Maserak pobił kobietę?!
"W przypływie szału skierował swój cios wprost w swoją twarz" - opowiada 31-letnia Anita na łamach jednego z tabloidów, twierdząc, że została pobita przez Rafała Maseraka. Ten podkreśla, że to prowokacja...
Jak czytamy w "Super Expressie", do incydentu miało dojść pod jednym z warszawskich klubów - kobieta widząc szarpiących się mężczyzn, postanowiła ich rozdzielić. Wówczas jeden z nich - Rafał Maserak - odpowiedział ciosem.
Zalana krwią upadła na chodnik i straciła przytomność. Obdukcja lekarska wykazała stłuczenie głowy, wstrząśnienie mózgu, zasinienie obu oczodołów i ranę grzbietu nosa.
Tancerz, pytany przez tabloid o całe zdarzenie, mówi wprost: to prowokacja - wychodząc z klubu, zobaczył skuloną dziewczynę, do której jedynie podszedł i zapytał, czy wszystko w porządku.

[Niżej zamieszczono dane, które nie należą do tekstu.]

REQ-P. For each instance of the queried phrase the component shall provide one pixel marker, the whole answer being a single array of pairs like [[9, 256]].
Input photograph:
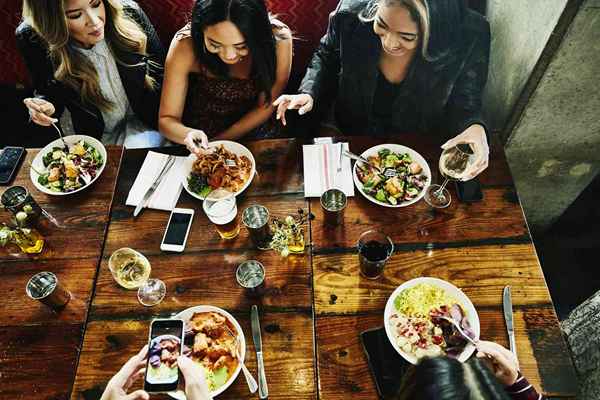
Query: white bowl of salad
[[413, 324], [59, 172], [411, 177]]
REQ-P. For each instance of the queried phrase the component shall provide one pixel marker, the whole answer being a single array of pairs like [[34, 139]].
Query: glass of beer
[[223, 213]]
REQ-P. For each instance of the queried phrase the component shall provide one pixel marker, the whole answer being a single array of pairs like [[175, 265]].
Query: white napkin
[[321, 163], [167, 193]]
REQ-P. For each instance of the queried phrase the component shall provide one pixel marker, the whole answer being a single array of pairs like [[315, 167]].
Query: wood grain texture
[[287, 346], [344, 373], [209, 279], [38, 362], [481, 272]]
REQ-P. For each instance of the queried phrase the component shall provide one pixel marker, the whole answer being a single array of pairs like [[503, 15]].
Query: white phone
[[177, 230]]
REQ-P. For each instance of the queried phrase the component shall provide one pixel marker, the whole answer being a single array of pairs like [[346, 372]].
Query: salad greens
[[407, 183]]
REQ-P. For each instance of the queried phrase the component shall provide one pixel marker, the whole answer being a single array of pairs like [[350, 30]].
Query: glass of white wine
[[131, 270], [453, 163]]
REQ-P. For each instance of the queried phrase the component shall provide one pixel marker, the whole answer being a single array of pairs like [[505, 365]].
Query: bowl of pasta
[[226, 168]]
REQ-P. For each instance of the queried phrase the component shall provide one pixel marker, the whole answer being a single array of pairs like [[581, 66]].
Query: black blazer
[[87, 118], [447, 93]]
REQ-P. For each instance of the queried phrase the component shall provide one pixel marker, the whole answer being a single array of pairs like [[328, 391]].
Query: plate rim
[[359, 184], [389, 307], [70, 139]]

W związku z opublikowaniem przez tabloid "nieprawdziwego i bulwersującego materiału", rzeczywisty obraz sytuacji wraz z naświetleniem bezpodstawnych oskarżeń, Rafał przedstawił podczas szybko zwołanej specjalnej konferencji prasowej.
Sprawą już zajmuje się policja. Kto kłamie?